The Architecture of Open Source Applications Volume 2 has writeups describing the internal structure and evolution of nearly two dozen different open source projects, ranging from tools to web servers to web services. This is different from volume one, which didn’t have any web service-like software, which is what I build day to day. It is interesting to see the differences between what I’m doing and how something like MediaWiki powers Wikipedia.

Since each section has a different author the book doesn’t have a consistent feel to it or even a consistent organization to the sections on each application. It does however give space to allow some sections to spend a lot of time discussing the past of the project to explain how it evolved to the current situation. If looked at from the perspective of a finished product some choices don’t make sense, but the space to explore the history shows that each individual choice was a reasonable response to the challenges being engaged with at the time. The history of MediaWiki is very important to the current architecture whereas something like SQLAlchemy(a Python ORM) has evolved more around how it adds new modules to enable different databases and their specific idiosyncrasies.

I found the lessons learned that are provided with some of the projects to be the best part of the book. They described the experience of working with codebases over the truly long term. Most codebases I work on are a couple of years old while most of these were over 10 years old as of the writing of the book, and are more than 15 years old now. Seeing an application evolve over longer time periods can truly help validate architectural decisions.

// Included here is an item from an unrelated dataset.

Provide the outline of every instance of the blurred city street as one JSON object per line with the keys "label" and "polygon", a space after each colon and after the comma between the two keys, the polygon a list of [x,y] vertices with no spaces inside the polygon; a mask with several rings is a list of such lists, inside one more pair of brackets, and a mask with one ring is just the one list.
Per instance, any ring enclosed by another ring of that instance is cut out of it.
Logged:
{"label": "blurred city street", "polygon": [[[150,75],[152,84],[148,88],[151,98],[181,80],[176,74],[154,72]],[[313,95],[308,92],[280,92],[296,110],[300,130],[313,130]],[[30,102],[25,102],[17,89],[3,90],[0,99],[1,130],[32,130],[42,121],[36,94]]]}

Overall I found it an interesting read, but it treads a fine line between giving you enough context on the application to understand the architecture, and giving you so much context that the majority of the section is on the “what” of the application. I felt that a lot of the chapters dealt too much with the “what” of the application. Some of the systems are also very niche things where it’s not clear how the architecture choices would be applicable to designing other things in the future, because nobody would really start a new application in the style. If you have an interest in any of the applications listed check out the site and see the section there, and buy a copy to support their endeavours if you find it interesting.